The Two-Plus-Four Treaty took effect on October 3, 1990, which Germany henceforth celebrated as its “Day of Unity.” Significantly, the main ceremony was held in Berlin, Germany’s once (and, as it would turn out, future) capital. The occasion was marked by restraint rather than hubris—a far cry from the triumphal scene in Versailles in 1871. Speakers at a gathering in the Philharmonie promised that a new Germany would not mean a new German nationalism. The official declaration of unity was issued at midnight at the Reichstag, a fitting choice given that building’s weighty symbolism.

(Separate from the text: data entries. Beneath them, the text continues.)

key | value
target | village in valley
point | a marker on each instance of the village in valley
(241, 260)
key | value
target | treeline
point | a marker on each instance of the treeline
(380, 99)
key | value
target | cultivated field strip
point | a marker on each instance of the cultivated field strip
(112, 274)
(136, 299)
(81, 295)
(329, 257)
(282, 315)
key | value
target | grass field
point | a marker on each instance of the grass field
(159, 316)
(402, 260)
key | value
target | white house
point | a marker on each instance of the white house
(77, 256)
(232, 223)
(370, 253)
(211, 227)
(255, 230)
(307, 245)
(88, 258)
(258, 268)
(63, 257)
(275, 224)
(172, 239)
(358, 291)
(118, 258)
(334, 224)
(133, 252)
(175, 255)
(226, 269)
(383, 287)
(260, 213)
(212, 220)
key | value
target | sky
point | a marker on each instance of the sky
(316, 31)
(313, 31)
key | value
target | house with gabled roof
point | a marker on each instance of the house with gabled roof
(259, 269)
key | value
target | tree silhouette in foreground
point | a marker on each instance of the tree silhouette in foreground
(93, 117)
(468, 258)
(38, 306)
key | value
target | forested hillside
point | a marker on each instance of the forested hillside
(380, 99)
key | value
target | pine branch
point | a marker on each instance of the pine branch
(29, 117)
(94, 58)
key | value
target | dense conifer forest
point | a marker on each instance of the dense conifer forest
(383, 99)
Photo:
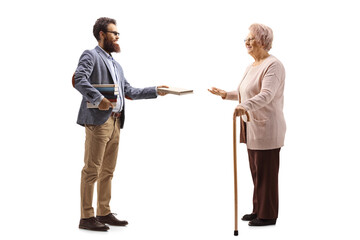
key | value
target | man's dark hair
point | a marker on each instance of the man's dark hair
(101, 25)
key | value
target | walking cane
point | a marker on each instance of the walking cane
(235, 170)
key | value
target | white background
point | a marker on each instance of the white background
(174, 174)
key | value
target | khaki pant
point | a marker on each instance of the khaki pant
(101, 149)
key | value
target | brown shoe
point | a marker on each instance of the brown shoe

On December 2, 1990, Berliners elected the first unified city council since 1946. The results called into question the degree to which the city was really unified. The CDU won 47.8 percent of the vote in the west but only 24.3 percent in the east, giving it an overall total of 40.4. By contrast, the PDS garnered 24.8 percent in the east and a measly 1.3 percent in the west. Because of the PDS’s strong showing in the east, the SPD did not win enough there to overcome the CDU’s dominance in the more populous west; its overall total was 30.4. West Berlin Mayor Walter Momper (SPD), who had fervently hoped to become reunified Berlin’s first chief executive, had to step aside for the GDU leader Eberhard Diepgen. As he took office, Diepgen promised a bright future for Berlin, but the stark division revealed by the electoral result constituted a danger sign. The new mayor also faced the difficult task of convincing Bonn to retain Berlin’s generous federal subsidies now that the city was no longer a lonely outpost of Western democracy. As Momper put the matter: “Now he [Diepgen] has to bring us the bacon from Bonn, or he won’t be able to fulfill the people’s expectations.”

Capital Question

The most contentious domestic issue raised by the unification of Germany involved the location of the new nation’s seat of government. Should the principal power base remain in Bonn or move to Berlin? Berlin had always been the national capital in principle—Bonn being just a stand-in pending reunification—but, as everyone knew, the real capital was where the government was. Technically, the seat-of-government/capital question should not have come up at all, for according to an early parliamentary resolution governmental power was supposed to return to Berlin once political conditions permitted. A Bundestag resolution of November 3, 1949, which confirmed Bonn as West Germany’s provisional capital, declared: “The leading organs of government will shift their seat of operations to the capital of Germany, Berlin, as soon as free, equal, and direct elections are held throughout Berlin and in the Soviet Occupation Zone.” Throughout the period of division, leading West German politicians paid lip service to this goal of “returning to Berlin.” The fact of the matter, however, was that many West Germans had become content with Bonn as their seat of government and had no desire to see Berlin retrieve its earlier status. Bonn had brought safety and prosperity, they said; Berlin as national capital had brought nothing but war and misery. The “Bonner” were quite prepared to ignore the Bundestag’s Berlin resolutions, or, if necessary, to pass a new law enshrining the Rhine city as united Germany’s permanent capital. The pro-Berlin faction had most East Germans on its side, but the citizens of the “new states” had relatively little clout in the new Germany. If Berlin was indeed to become united Germany’s principal power base, its partisans would have to triumph once again over a host of resentments and negative images attached to the Spree metropolis.

The debate over Bonn versus Berlin commenced shortly after the Wall came down and reached a dramatic climax in a historic Bundestag vote in the summer of 1991. Because the issue was seen as crucial to the nature and direction of the new nation, it galvanized the entire populace, becoming fodder for heated discussions in living rooms, university lecture halls, factory cafeterias, and newspapers across the country. Noted scholars did their best to put the matter in historical perspective. Advocates on both sides battled for the moral high ground, sometimes concealing lower motives such as economic interest and political advantage. (Pro-Bonn parliamentarians, for example, tended not to mention that their personal property holdings would probably lose value if the government moved to Berlin.) Although the debate had a partisan aspect from the beginning, the major parties ultimately split along regional and internal ideological lines. Old allies parted ways and new combinations emerged among some of the strangest political bedfellows in modern German history.